Al-Hayat reports in Arabic that the Iraqi National Security Council met on Saturday. The heads of the major blocks in parliament attended, including Nassar al-Rubaie, leader of the Sadr bloc.
Ali al-Adib of the Da`wa Party, which is part of the United Iraqi Alliance, said that Prime Minister Nuri al-Maliki “laid out the technical capabilities of the lawless gangs that have taken on government forces with modern, advanced weaponry, also explaining the origins of these weapons.” He complained that the militias dominated some government institutions, such that they are equal to the government, a matter of some concern.
Aljazeera showed al-Maliki and president Jalal Talabani urging all the major parties to pledge to disarm their militias. This plea will fall on deaf ears, in part because it is so hypocritical. Al-Maliki increasingly depends on the Badr Corps militia of the Islamic Supreme Council of Iraq, and Talabani’s power comes in large part from the Kurdish Peshmerga militia, which he got recognized in the constitution as Kurdistan’s national guard. So some militias are more equal than other militias.

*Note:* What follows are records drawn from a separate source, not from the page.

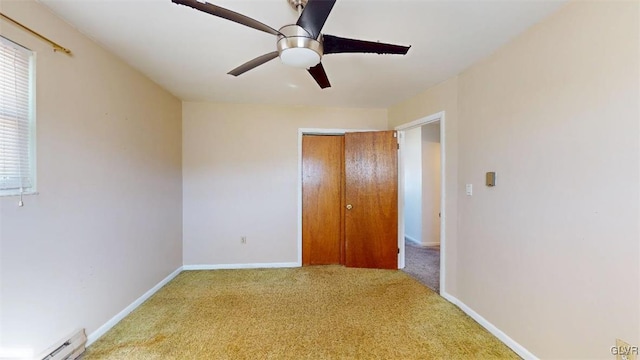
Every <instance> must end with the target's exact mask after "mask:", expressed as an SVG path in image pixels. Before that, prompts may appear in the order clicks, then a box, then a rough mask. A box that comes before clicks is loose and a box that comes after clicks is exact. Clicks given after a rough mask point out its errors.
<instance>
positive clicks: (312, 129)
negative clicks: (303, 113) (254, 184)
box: [296, 128, 386, 266]
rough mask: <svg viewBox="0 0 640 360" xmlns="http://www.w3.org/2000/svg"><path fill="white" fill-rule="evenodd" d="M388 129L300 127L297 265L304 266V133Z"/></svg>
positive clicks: (298, 188)
mask: <svg viewBox="0 0 640 360" xmlns="http://www.w3.org/2000/svg"><path fill="white" fill-rule="evenodd" d="M366 131H386V130H379V129H322V128H298V178H297V180H296V186H297V192H298V224H297V226H298V234H297V238H298V260H297V265H298V266H302V136H303V135H329V136H330V135H344V134H345V133H347V132H366Z"/></svg>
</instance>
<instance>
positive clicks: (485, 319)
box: [440, 292, 538, 360]
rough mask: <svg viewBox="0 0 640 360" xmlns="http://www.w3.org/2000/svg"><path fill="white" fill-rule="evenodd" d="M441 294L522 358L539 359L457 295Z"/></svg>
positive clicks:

The official spokesman of the Sadr bloc, Salih al-`Ukaili, told al-Hayat that al-Maliki’s statement was an attempt to throw dust in people’s eyes, since he had pledged to stop arresting militia commanders, but he had not in fact stopped. He complained that “American troops are still spreading fear among the people of Sadr City, where they have positioned large forces at the entrances to the district’s quarters, engaging in nighttime incursions and arresting hundreds of youth without warrants.”
Al-Hayat received a report from Basra on Saturday that the number of volunteers from among young men of tribal background rose to 25,000, most of them from the districts of Qurna, Medina, Huwayr, and al-Haritha.
The idea was apparently to establish tribal levies in Basra on the model of what has been done in al-Anbar province with the Sunni Arab guerrillas. The new additions from among the tribes have a grudge with those tribes in the south who have announced publicly their allegiance to Muqtada al-Sadr. (My impression is that the Marsh Arab tribes, most of them displaced from their traditional areas by Saddam and drought, have largely become Sadrists. So this feud may be between middle class, well-off tribes, and poor squatters.) How tribal feuds playing out within Iraqi government institutions is an advance, I’ll never know.
Reuters reports political violence in Iraq on Saturday:
‘ MOSUL – Three bodies were found with gunshot wounds in different districts of Mosul, 390 km (240 miles) north of Baghdad, police said.
* MOSUL – Gunmen killed a man in a drive-by shooting just outside his house in eastern Mosul, police said.
* NEAR HILLA – Police killed one gunman and arrested two others when they tried to assassinate a local police chief in the town of Hamza al-Gharbi, south of the city of Hilla, police said. One policeman was wounded in the incident. Hilla is 100 km (60 miles) south of Baghdad.
ISKANDARIYA – Two bodies with gunshot wounds were found in Iskandariya, 40 km (25 miles) south of Baghdad, police said.
BAGHDAD – Gunmen killed police Brigadier-General Saadi Ruzuqi, spraying his car with bullets on the Mohammed al-Qasim highway in central Baghdad, police said.
DIYALA PROVINCE – Gunmen killed four off-duty oil pipeline guards in their car near Khanaqin, near the Iranian border, police said.
BAGHDAD – Gunmen killed Christian priest Adel Yousif in a drive-by shooting near his house in the Karrada district of central Baghdad, police said.
BAGHDAD – A roadside bomb hit a bus on Palestine Street in eastern Baghdad, killing three people and wounding 16 others, police said.
MAHMUDIYA – One policeman was killed by a sniper while on patrol on Friday in Mahmudiya, 30 km (20 miles) south of Baghdad, police said.
KIRKUK – A roadside bomb near a police patrol wounded three policemen on Friday in central Kirkuk, 250 km (155 miles) north of Baghdad, police said.
BAGHDAD – Two bodies were found in different districts of Baghdad on Friday, police said.
NEAR HILLA – A body of an Interior Ministry special forces soldier was found with gunshot wounds on Friday near Hilla, police said.
NEAR SAMARRA – U.S. forces killed two suspected insurgents on Friday west of Samarra, 100 km (60 miles) north of Baghdad during an operation targeting al Qaeda, the U.S. military said.’